The findings include updated survival data showing a 19 per cent reduction in the risk of death over standard treatment in the intent-to-treat population

Merck, known as MSD outside the US and Canada, announced results of the phase III KEYNOTE-040 trial investigating KEYTRUDA (pembrolizumab), the company’s anti-PD-1 therapy, compared to standard treatment (methotrexate, docetaxel or cetuximab) in patients with recurrent or metastatic head and neck squamous cell carcinoma (HNSCC) with disease progression on or after platinum-containing chemotherapy. As previously disclosed, the study did not meet its pre-specified primary endpoint of overall survival (OS).

The findings include updated survival data showing a 19 per cent reduction in the risk of death over standard treatment in the intent-to-treat population (HR, 0.81 [95% CI, 0.66-0.99]; one sided p = 0.0204), with pre-specified p-value required for statistical significance of 0.0175, and a median OS of 8.4 months with KEYTRUDA (95 per cent CI, 6.5-9.4) compared to 7.1 months with standard treatment (95 per cent CI, 5.9-8.1).

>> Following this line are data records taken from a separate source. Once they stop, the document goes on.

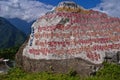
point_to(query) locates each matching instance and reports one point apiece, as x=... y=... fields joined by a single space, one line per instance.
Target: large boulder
x=70 y=37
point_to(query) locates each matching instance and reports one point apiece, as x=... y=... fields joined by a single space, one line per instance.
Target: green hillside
x=9 y=35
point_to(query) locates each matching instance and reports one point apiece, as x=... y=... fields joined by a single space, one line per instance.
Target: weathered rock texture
x=70 y=37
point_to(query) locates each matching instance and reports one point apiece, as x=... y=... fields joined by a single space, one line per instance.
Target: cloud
x=28 y=10
x=111 y=7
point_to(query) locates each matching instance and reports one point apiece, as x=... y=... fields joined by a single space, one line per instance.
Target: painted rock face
x=73 y=33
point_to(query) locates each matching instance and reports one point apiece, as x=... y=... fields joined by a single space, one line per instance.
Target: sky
x=30 y=10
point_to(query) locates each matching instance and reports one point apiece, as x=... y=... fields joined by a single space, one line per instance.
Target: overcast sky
x=30 y=10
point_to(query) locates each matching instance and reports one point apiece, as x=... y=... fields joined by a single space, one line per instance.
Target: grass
x=109 y=72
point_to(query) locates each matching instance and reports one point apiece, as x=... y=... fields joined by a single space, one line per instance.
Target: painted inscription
x=86 y=36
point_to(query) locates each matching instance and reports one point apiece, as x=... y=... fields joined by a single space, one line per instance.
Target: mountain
x=9 y=35
x=22 y=25
x=70 y=38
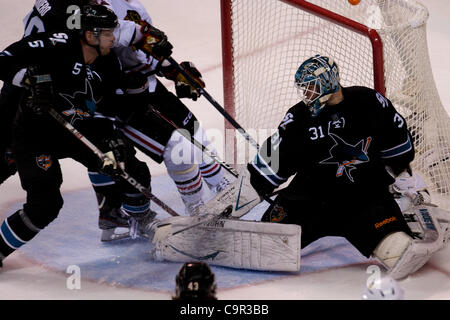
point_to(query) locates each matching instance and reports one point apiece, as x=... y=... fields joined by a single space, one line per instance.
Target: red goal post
x=379 y=44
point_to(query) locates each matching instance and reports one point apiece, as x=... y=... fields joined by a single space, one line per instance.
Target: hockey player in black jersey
x=77 y=75
x=348 y=151
x=148 y=131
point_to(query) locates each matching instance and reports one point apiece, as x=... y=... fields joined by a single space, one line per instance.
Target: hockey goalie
x=349 y=152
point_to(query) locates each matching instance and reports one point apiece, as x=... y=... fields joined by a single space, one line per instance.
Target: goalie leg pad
x=234 y=243
x=431 y=237
x=239 y=194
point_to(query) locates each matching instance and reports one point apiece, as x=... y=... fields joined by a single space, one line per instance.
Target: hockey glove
x=154 y=42
x=7 y=165
x=411 y=188
x=41 y=86
x=113 y=164
x=183 y=86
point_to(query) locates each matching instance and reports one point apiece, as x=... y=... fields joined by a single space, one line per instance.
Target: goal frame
x=227 y=56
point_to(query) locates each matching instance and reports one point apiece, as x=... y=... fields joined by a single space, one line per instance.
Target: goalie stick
x=102 y=156
x=215 y=104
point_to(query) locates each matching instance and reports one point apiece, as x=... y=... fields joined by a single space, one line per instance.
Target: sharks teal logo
x=347 y=156
x=79 y=101
x=238 y=207
x=211 y=256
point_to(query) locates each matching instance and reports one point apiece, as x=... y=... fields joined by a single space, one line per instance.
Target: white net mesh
x=270 y=39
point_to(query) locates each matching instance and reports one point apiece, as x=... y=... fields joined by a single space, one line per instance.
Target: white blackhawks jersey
x=128 y=13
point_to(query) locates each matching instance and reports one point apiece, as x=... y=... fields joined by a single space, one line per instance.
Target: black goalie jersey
x=346 y=147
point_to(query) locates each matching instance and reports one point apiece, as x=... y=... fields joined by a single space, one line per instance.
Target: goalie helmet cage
x=379 y=44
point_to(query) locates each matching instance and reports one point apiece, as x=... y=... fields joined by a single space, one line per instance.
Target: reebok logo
x=238 y=207
x=385 y=221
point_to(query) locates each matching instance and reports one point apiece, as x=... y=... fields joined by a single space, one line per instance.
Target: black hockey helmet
x=97 y=18
x=195 y=281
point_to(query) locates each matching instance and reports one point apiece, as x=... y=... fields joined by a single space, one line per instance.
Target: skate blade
x=111 y=235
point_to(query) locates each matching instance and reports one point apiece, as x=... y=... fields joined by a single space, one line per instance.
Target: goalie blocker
x=233 y=243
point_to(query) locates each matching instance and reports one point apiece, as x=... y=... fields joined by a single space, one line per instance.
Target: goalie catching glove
x=183 y=86
x=239 y=195
x=409 y=189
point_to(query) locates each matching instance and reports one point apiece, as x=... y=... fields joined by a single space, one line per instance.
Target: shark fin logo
x=79 y=101
x=346 y=156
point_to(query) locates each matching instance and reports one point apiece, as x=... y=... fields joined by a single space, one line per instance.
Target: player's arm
x=396 y=145
x=397 y=152
x=32 y=50
x=144 y=36
x=272 y=165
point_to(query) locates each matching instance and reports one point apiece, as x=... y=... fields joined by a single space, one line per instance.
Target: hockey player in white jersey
x=149 y=132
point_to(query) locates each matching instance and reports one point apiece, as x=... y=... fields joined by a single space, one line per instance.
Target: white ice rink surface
x=193 y=27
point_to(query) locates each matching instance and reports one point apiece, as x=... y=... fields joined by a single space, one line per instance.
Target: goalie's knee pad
x=391 y=248
x=403 y=255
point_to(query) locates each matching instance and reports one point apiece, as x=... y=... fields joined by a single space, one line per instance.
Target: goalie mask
x=195 y=281
x=316 y=79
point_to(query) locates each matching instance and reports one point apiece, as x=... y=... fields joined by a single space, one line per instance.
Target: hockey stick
x=215 y=104
x=199 y=145
x=103 y=157
x=194 y=141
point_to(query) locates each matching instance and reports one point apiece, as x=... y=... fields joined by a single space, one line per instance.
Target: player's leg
x=174 y=109
x=41 y=178
x=9 y=101
x=120 y=204
x=161 y=142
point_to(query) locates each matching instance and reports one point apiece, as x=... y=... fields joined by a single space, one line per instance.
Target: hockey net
x=380 y=44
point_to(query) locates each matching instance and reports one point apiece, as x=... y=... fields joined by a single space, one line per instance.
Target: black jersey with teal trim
x=347 y=145
x=80 y=89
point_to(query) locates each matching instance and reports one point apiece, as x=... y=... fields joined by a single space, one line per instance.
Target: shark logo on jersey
x=134 y=16
x=79 y=101
x=44 y=162
x=347 y=156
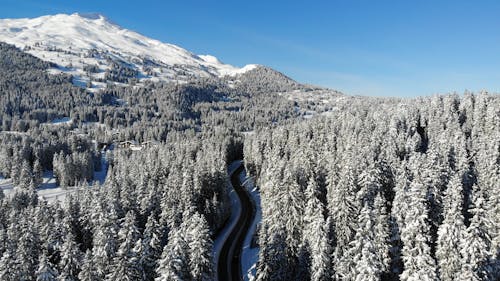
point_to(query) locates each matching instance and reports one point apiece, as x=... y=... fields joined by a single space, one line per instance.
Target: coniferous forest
x=366 y=189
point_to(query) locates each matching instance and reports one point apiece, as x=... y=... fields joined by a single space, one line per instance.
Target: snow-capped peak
x=78 y=40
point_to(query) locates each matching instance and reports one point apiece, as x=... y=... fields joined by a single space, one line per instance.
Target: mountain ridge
x=81 y=41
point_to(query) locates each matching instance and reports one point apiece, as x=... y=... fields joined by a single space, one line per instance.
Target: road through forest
x=229 y=265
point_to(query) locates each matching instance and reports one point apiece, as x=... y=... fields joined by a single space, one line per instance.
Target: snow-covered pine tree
x=46 y=270
x=450 y=232
x=174 y=262
x=125 y=266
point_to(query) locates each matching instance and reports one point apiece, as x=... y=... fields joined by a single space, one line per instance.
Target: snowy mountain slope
x=96 y=51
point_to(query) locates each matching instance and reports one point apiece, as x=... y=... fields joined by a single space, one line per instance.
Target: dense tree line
x=382 y=190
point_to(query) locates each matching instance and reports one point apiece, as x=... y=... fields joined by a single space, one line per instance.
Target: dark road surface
x=229 y=268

"These data, including progression-free survival and overall response rate, show the activity and efficacy of pembrolizumab in this disease, and are consistent with prior studies of pembrolizumab in recurrent head and neck squamous cell carcinoma," said Ezra Cohen, Associate Director for Translational Science, Moores Cancer Center and Co-Director, San Diego Center for Precision Immunotherapy, University of California, San Diego. "KEYNOTE-40 strengthens the rationale for further studies, and expansion into earlier lines of disease."

"Although the primary efficacy analysis did not show a statistically significant improvement in overall survival, these data add to the evolving science for KEYTRUDA in head and neck cancer," said Dr Jon Cheng, Associate Vice President, Merck Research Laboratories.